File photo: French President Emmanuel Macron delivers a statement as he visits NATO forces at the Mihail Kogalniceanu Air Base, near the city of Constanta, Romania Photograph:( Reuters )
Following the delivery of a hung parliament after the weekend elections, Macron's centrist grouping is under pressure to secure support from rivals to salvage his reform agenda
After his camp lost its parliamentary majority, French President Emmanuel Macron faced calls for his prime minister to resign, and doubt hung over his ability to rule decisively.
Following the delivery of a hung parliament after the weekend elections, Macron's centrist grouping is under pressure to secure support from rivals to salvage Macron's reform agenda.

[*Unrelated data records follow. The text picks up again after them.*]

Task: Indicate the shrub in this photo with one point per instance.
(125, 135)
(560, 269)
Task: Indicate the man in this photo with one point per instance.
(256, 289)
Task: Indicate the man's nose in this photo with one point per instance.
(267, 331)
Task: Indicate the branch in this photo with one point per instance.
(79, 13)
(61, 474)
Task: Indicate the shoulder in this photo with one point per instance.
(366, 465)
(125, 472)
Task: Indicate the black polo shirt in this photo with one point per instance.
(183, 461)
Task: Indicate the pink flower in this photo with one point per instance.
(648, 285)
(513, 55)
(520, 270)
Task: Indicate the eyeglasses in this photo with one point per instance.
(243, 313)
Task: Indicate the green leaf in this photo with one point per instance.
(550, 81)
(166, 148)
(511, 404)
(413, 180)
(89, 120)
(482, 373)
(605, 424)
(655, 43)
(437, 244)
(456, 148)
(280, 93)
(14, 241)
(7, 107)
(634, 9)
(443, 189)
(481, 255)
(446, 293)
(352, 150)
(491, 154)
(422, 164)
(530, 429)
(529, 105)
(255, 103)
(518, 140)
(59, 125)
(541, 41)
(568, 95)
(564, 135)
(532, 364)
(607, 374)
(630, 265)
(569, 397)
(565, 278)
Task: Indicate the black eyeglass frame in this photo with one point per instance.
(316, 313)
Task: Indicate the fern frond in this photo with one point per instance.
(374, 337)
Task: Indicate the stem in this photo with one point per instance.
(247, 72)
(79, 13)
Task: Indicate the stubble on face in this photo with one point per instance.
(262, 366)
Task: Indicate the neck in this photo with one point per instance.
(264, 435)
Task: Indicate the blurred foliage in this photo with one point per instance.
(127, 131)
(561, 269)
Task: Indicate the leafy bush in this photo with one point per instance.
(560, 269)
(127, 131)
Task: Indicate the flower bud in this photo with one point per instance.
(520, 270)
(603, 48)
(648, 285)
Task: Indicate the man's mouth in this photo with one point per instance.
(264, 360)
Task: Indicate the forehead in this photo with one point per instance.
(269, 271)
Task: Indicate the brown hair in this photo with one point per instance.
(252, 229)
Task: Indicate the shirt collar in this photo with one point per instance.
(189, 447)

Citing a source close to Macron, the news agency Reuters reported that Macron will invite all political parties able to form a group in the new parliament for talks on Tuesday and Wednesday.

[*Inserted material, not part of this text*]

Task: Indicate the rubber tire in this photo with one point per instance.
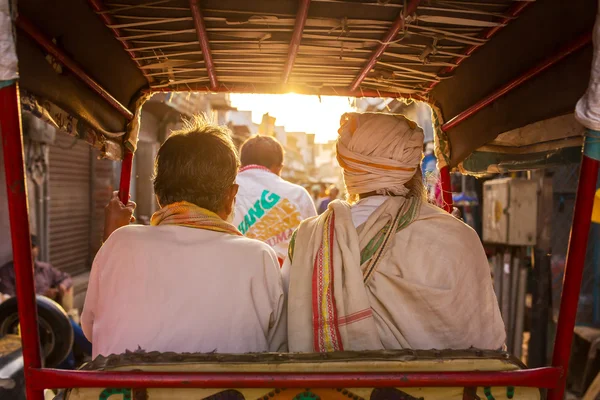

For Macron, who won a second term just two months ago, the loss of his Ensemble alliance's absolute majority is a painful setback.
European Affairs minister Clement Beaune, a close ally of the French President, told LCI television, "We must think about a new way of functioning on an institutional level."
With a fledgling leftwing alliance in second place, Sunday's second-round vote left Ensemble as the biggest party.
Negotiating with opponents on a bill-by-bill basis, Macron now needs either to form a wider coalition or accept leading a minority government.
After just over a month in office, senior hard-left and far-right figures demanded Prime Minister Elisabeth Borne resign.
Government spokeswoman Olivia Gregoire told France Inter radio that Macron would soon reshuffle his government.